What does going to the cloud actually mean? First of all it means „virtualization“. This is cool from many points of view but what does it mean for performance? Virtualization usually does not good, this was clear from the start.
But, the impact of virtualization can actually be quite shocking as the following profiling output of a PostgreSQL instance shows (we used XEN for virtualization):
samples pcnt function DSO
_______ _____ _____________________________ __________________________________________________
21026.00 51.1% hypercall_page [kernel.kallsyms]

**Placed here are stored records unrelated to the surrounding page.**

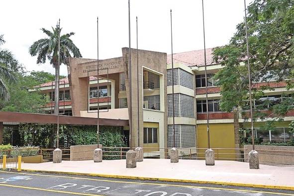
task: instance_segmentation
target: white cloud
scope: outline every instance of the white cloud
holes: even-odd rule
[[[72,39],[84,58],[97,58],[97,17],[99,17],[99,59],[121,55],[128,46],[127,0],[4,0],[0,34],[4,47],[12,51],[29,71],[54,69],[37,65],[28,48],[61,18],[62,34],[74,32]],[[204,0],[206,47],[228,43],[244,17],[243,0]],[[59,5],[58,8],[58,4]],[[203,47],[200,0],[131,0],[131,46],[136,47],[136,16],[138,17],[139,48],[171,53],[170,9],[173,10],[174,52]],[[67,74],[66,66],[61,74]]]

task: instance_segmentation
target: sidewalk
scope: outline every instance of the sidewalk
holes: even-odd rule
[[[145,159],[142,162],[137,162],[137,167],[133,169],[126,168],[125,160],[103,160],[101,163],[63,161],[59,164],[24,163],[21,167],[26,171],[294,190],[294,166],[260,167],[259,170],[250,170],[248,163],[231,161],[216,161],[215,166],[206,166],[202,160],[180,160],[178,163],[171,163],[169,159]]]

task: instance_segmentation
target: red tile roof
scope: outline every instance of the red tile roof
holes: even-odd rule
[[[206,65],[215,64],[212,59],[212,48],[205,50],[206,55]],[[188,67],[204,66],[204,50],[193,50],[192,51],[174,54],[174,63],[181,63]],[[167,56],[168,64],[172,63],[172,55]]]
[[[212,60],[212,48],[206,49],[206,65],[211,65],[215,64],[215,62]],[[188,67],[194,66],[204,66],[204,50],[194,50],[192,51],[176,53],[173,55],[174,63],[180,63],[187,65]],[[167,55],[168,64],[172,63],[172,55]],[[96,77],[90,77],[90,81],[97,80]],[[69,84],[67,77],[60,79],[60,81],[64,81],[65,84]],[[60,82],[61,85],[63,85],[63,82]],[[54,85],[53,82],[53,85]],[[52,82],[49,82],[34,87],[34,88],[50,87],[52,85]]]

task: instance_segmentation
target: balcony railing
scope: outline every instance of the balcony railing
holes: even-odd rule
[[[122,84],[119,87],[119,91],[125,91],[125,84]]]

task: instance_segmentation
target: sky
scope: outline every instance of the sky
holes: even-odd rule
[[[251,1],[247,0],[248,5]],[[174,53],[202,49],[201,0],[130,0],[131,47],[136,48],[138,16],[139,49],[171,53],[170,12],[173,14]],[[51,29],[61,20],[61,34],[71,37],[84,58],[97,59],[97,18],[99,18],[99,58],[121,56],[128,47],[127,0],[3,0],[0,11],[0,34],[8,49],[28,71],[54,74],[48,62],[36,64],[28,49],[46,35],[40,29]],[[58,8],[57,4],[59,5]],[[244,15],[243,0],[204,0],[206,48],[228,43],[236,26]],[[60,74],[67,75],[62,65]]]

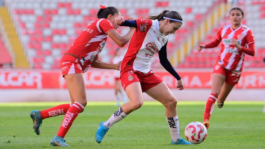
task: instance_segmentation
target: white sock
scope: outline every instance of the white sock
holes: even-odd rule
[[[115,111],[113,114],[111,116],[103,125],[109,128],[114,124],[120,121],[121,120],[125,118],[128,115],[124,113],[121,107]]]
[[[169,127],[169,130],[172,139],[174,142],[176,142],[178,139],[180,138],[179,130],[179,118],[178,115],[173,118],[167,118],[166,116],[166,119]]]

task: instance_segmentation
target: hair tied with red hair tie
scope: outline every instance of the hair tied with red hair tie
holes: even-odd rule
[[[101,5],[99,5],[99,6],[100,6],[100,8],[101,9],[105,9],[105,8],[107,8],[107,7],[105,6],[102,6]]]

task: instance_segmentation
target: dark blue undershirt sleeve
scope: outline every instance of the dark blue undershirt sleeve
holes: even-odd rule
[[[177,79],[177,80],[179,80],[181,79],[181,78],[174,69],[171,63],[167,59],[166,53],[166,45],[167,44],[167,42],[166,44],[162,47],[161,49],[158,52],[160,64],[161,64],[161,65],[167,71],[174,76]]]
[[[137,28],[137,23],[136,23],[136,21],[135,20],[126,20],[120,26],[125,26]]]

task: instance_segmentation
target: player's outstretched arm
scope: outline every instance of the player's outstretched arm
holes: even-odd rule
[[[120,47],[123,47],[129,42],[132,36],[135,29],[131,29],[126,35],[122,36],[116,30],[108,32],[108,35]]]
[[[109,64],[99,60],[99,55],[96,56],[95,59],[91,64],[91,66],[93,68],[107,69],[115,69],[120,70],[121,61],[116,64]]]

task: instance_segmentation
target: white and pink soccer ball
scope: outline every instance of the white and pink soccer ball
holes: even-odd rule
[[[202,142],[207,137],[207,129],[204,125],[197,121],[189,124],[185,129],[185,136],[188,141],[194,144]]]

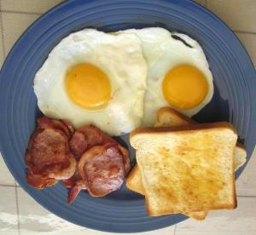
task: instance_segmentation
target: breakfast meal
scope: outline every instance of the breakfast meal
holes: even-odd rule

1577.00 3.8% heap_hot_search_buffer /home/hs/bin/postgres
886.00 2.2% AllocSetAlloc /home/hs/bin/postgres
741.00 1.8% SearchCatCache /home/hs/bin/postgres
608.00 1.5% LWLockAcquire /home/hs/bin/postgres
586.00 1.4% copy_user_generic_string [kernel.kallsyms]
543.00 1.3% xen_local_clock [kernel.kallsyms]
506.00 1.2% system_call [kernel.kallsyms]
502.00 1.2% base_yyparse /home/hs/bin/postgres
What you can see is that basically half of the time is spent is burned by virtualization – not PostgreSQL. Similar results can be observed when comparing virtualized results with non-virtualized ones. On an 8-core AMD box PostgreSQL managed to provide us with 4.500 TPS (pgbench scale factor 10 with 10 concurrent users). Doing the same thing inside a KVM virtual machine made PostgreSQL achieve something in the area of 1.600 TPS.
It is especially important to mention that PostgreSQL was running with „synchronous_commit = off“ to reduce fsync-related contentions.
For small scale applications virtualization is definitely an advantage because more stuff can be put on the same hardware. For large scale PostgreSQL databases, however, virtualization might turn out to be a foot gun.